A NUMBER of suppliers producing a range of groceries have spoken out against the dominant supermarket chains, Woolworths and Coles, saying they prefer dealing with German-owned rival Aldi.
BusinessDay has revealed Woolworths produced a dossier that claims Aldi's arrival in Australia has led to a rise in private label products and a tough competitive environment.
Several suppliers have spoken out about their experience supplying Australian supermarkets on the condition of anonymity, fearing contracts would be cancelled in retribution. They say they prefer dealing with Aldi because it pays invoices faster and is easier to deal with. One said it was ''so much better and much more stable to do business with''. Another said Coles and Woolworths reduced supplier prices and took an extra 3 er cent to cover marketing costs when products go on sale, where Aldi would absorb the losses sales into its own profit margin.
Woolworths enjoys some of the best profit margins in the world, according to Bank of America Merrill Lynch analyst David Errington.
''Within its Australian food and liquor business, Woolworths currently enjoys the highest margins of any retailer globally, at … 9.3 per cent (lease adjusted), compared to its nearest global competitor at 7.9 per cent,'' Mr Errington wrote in a note to clients.
In its dossier, Woolworths claims Aldi has forced it to introduce a range of private-label products to be competitive. But suppliers say Aldi's private label policy still buys from local suppliers and ''even pays a premium to buy Australian'', and only asks them compete against other Australian suppliers.
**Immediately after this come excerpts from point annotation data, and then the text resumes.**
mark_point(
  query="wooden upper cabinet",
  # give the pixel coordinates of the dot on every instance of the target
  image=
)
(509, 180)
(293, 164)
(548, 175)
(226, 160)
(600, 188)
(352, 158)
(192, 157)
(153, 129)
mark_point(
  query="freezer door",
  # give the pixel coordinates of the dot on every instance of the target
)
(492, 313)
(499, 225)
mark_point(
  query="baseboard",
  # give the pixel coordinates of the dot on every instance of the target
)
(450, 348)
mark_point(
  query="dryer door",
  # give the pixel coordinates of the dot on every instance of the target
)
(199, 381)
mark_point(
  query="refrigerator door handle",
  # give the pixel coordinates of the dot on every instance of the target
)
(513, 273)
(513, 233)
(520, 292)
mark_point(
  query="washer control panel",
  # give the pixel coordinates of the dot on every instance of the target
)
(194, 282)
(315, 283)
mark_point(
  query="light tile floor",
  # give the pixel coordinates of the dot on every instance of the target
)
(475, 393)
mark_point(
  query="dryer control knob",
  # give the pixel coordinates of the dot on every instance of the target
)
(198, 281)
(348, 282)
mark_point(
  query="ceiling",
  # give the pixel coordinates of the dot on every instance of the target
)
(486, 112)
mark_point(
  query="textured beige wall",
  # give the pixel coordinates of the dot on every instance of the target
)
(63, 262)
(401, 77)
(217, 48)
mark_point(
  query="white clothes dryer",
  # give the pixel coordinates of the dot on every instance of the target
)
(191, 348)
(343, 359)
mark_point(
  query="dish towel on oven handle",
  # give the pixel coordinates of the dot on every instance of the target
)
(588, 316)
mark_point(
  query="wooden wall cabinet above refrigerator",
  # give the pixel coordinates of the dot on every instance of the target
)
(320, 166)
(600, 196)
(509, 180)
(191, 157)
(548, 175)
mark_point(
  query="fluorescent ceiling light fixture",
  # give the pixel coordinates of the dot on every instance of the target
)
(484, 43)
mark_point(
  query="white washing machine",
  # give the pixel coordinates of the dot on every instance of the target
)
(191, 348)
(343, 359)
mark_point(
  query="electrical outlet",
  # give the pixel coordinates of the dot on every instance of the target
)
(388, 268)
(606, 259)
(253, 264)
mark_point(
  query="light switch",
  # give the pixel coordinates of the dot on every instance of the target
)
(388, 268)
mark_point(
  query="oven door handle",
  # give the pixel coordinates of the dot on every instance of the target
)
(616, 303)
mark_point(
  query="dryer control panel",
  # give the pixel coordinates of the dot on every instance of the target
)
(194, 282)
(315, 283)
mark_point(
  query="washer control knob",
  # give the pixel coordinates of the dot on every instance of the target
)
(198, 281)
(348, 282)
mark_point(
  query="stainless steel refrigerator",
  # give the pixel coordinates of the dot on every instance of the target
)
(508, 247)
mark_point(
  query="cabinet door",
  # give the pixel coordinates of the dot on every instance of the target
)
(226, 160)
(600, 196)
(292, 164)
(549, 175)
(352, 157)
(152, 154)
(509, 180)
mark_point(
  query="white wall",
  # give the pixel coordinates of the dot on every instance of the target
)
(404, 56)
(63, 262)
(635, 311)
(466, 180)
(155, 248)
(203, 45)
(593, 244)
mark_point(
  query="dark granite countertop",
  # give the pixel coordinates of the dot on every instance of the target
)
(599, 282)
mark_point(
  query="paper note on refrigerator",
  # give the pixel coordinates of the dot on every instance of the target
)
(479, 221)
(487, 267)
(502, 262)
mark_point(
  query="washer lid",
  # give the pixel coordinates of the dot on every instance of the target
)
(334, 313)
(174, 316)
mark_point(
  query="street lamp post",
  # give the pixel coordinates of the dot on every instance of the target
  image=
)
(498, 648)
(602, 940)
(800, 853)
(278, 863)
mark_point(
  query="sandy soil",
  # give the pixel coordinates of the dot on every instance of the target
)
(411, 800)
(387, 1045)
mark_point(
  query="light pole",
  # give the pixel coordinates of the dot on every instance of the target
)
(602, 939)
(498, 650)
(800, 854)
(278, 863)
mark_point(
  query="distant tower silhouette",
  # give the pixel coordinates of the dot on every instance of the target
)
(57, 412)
The other supermarkets ask them to compete against suppliers from other countries.
A spokesman for Coles said it was standard retail practice for competitive tenders to include domestic and overseas suppliers.
''However, Coles has an Australian-first sourcing policy and we will stock an Australian product before we import.''
He also said it was standard practice for suppliers to contribute to in-store promotions and that Coles absorbs the cost of lower retail prices from its own profit margin.
Fresh fruit and vegetable suppliers complained that their produce was often rejected from all the big supermarkets for being the wrong size or shape. However, sources said that Coles' and Woolworths' pattern of rejection was inconsistent and suppliers suspect it had more to do with getting a better price than the quality of their produce. The fruit and vegetables were then returned to the supplier, without any money changing hands. The supplier then has to find a new buyer for fresh produce that was several days older.
The federal government has been helping the supermarkets and their suppliers create a new industry code of conduct to improve relations.
The suppliers hope this new code would be mandated and enforceable by the competition watchdog, unlike existing codes.
The ACCC chairman, Rod Sims, recently told a Senate estimates committee that existing Consumer Law, formerly the Trade Practices Act, was sufficient to deal with complaints and there was no need to introduce more regulation. ''I think, by and large, we are satisfied with the framework.''
He also confirmed the regulator was investigating potential breaches of the law after about 50 suppliers came forward with allegations the supermarkets demand additional payments, impose penalties that were not part of contracts, failed to pay the agreed price and discriminate in favour of private labels.